Study shows link between scent and alcohol use
The mere scent of a male can drive women to drink, new research suggests.
Women who thought they were participating in a consumer survey of men’s cologne drank more beer when they were exposed to cologne that, unbeknownst to them, had been scented with androstenone — a sex pheromone in boars.
“We inferred that detection of male sexual scents, even in the absence of awareness, may instigate drinking because of the long-standing cultural association between alcohol use and sex,” the researchers summarized in the journal, Experimental and Clinical Psychopharmacology.
“These findings may have important implications for understanding and treating alcohol use disorders.”
In an earlier paper, the same team found men who smelled T-shirts worn by women in the fertile phase of their menstrual cycles drank more beer than men who smelled shirts worn by nonfertile females. They were also more likely to approach a woman.
“Evolutionary theory says that men and women behave in ways to maximize their reproductive success,” said co-author Robin Tan, of the department of psychiatry at the University of California, San Diego.
“Alcohol is a social lubricant,” Tan said. It also makes people less sexually inhibited.

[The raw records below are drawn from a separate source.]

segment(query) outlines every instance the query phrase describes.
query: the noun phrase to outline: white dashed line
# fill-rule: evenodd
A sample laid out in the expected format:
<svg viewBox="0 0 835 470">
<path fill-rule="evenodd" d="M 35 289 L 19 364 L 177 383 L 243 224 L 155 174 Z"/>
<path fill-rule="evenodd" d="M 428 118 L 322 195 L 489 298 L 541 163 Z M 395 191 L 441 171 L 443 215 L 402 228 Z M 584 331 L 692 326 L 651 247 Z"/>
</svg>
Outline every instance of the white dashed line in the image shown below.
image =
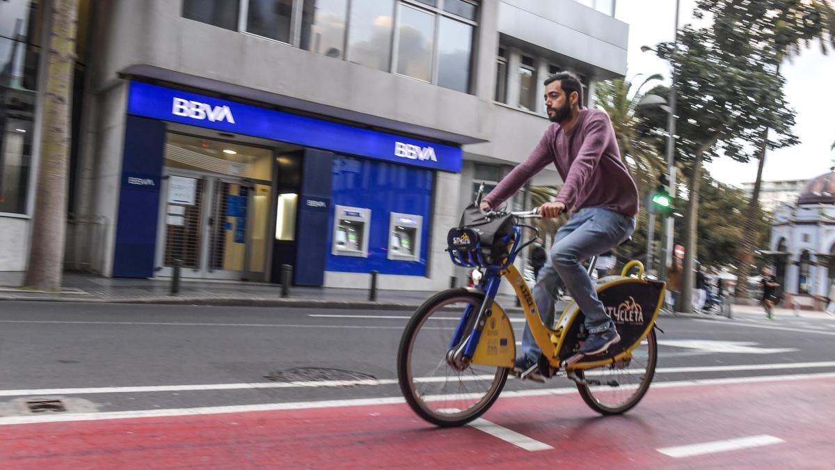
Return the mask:
<svg viewBox="0 0 835 470">
<path fill-rule="evenodd" d="M 702 442 L 701 444 L 664 447 L 656 450 L 664 455 L 681 458 L 683 457 L 692 457 L 694 455 L 704 455 L 708 453 L 747 449 L 751 447 L 759 447 L 762 446 L 770 446 L 772 444 L 779 444 L 781 442 L 785 442 L 785 441 L 779 437 L 763 434 L 761 436 L 751 436 L 749 437 L 738 437 L 736 439 L 726 439 L 724 441 Z"/>
</svg>

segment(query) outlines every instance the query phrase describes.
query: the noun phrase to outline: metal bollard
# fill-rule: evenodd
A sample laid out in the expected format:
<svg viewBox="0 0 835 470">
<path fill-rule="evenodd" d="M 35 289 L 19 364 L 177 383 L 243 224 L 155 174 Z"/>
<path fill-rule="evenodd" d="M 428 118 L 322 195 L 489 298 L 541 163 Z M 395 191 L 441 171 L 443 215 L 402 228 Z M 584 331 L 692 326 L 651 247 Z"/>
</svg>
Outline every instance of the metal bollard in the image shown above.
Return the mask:
<svg viewBox="0 0 835 470">
<path fill-rule="evenodd" d="M 372 270 L 371 272 L 371 291 L 368 293 L 368 300 L 370 302 L 377 302 L 377 275 L 379 274 L 376 270 Z"/>
<path fill-rule="evenodd" d="M 281 298 L 290 297 L 290 283 L 293 278 L 293 267 L 290 264 L 281 265 Z"/>
<path fill-rule="evenodd" d="M 171 277 L 171 295 L 180 294 L 180 271 L 183 267 L 182 259 L 174 260 L 174 275 Z"/>
</svg>

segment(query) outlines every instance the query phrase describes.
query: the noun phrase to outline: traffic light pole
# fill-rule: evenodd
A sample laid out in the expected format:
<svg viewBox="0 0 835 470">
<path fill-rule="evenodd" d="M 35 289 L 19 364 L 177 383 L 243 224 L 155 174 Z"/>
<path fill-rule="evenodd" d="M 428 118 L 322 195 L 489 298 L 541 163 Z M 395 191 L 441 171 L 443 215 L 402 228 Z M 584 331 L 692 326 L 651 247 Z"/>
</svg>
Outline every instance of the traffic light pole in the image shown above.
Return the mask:
<svg viewBox="0 0 835 470">
<path fill-rule="evenodd" d="M 646 232 L 646 272 L 652 270 L 653 242 L 655 241 L 655 212 L 650 211 L 650 227 Z M 663 263 L 662 263 L 663 264 Z"/>
<path fill-rule="evenodd" d="M 670 84 L 670 100 L 668 105 L 670 112 L 667 115 L 667 178 L 670 179 L 670 197 L 676 200 L 676 166 L 673 164 L 676 154 L 676 61 L 675 54 L 678 51 L 678 21 L 679 21 L 679 3 L 681 0 L 676 0 L 676 35 L 673 42 L 673 59 L 671 61 L 672 65 L 672 80 Z M 664 221 L 664 230 L 661 232 L 661 258 L 660 266 L 658 268 L 658 278 L 665 280 L 667 278 L 667 266 L 672 263 L 673 252 L 673 220 L 676 217 L 668 217 Z"/>
</svg>

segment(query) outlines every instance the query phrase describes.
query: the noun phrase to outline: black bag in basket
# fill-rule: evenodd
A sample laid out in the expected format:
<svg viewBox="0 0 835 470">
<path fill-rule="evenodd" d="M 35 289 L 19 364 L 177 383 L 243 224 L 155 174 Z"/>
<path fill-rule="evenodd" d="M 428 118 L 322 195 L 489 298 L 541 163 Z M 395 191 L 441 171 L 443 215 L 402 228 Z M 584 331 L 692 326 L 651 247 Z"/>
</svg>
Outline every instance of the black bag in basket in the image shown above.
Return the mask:
<svg viewBox="0 0 835 470">
<path fill-rule="evenodd" d="M 514 232 L 514 217 L 510 214 L 488 219 L 487 214 L 473 202 L 461 216 L 457 229 L 463 228 L 469 228 L 478 235 L 481 253 L 488 264 L 498 264 L 509 254 L 507 242 L 502 238 Z"/>
</svg>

Tan and co-author Dr. Mark Goldman, of the University of South Florida, hypothesized that women exposed to a male scent would drink more “presumably because they viewed alcohol use as a pathway to sexual expression.”
For their experiment, they used androstenone, a derivative of testosterone and a potent component of male body odour thought to act like a male sex pheromone. In a 1980 study, researchers who sprayed androstenone on chairs in a dentist’s waiting room found women preferred the odorized seats (men avoided them). Other studies have found no effect on women’s preferences.
The new study included 103 undergraduate females between 21 and 31 years old. The women were told they were part of a consumer study rating male cologne and different beverages (sparkling water, soda or beer, though all received only the “beer,” which, for safety reasons, was non-alcoholic.)
The researchers cautioned that deliberately sniffing scents in a lab might not mimic real world social settings, like a bar.
Still, the studies taken together hint at a “never-before-discussed biobehavioural pathway” that can influence how much people drink, Tan and Goldman wrote. It might help explain why drinking and binge drinking ramps up during the teen years and the onset of puberty, they added.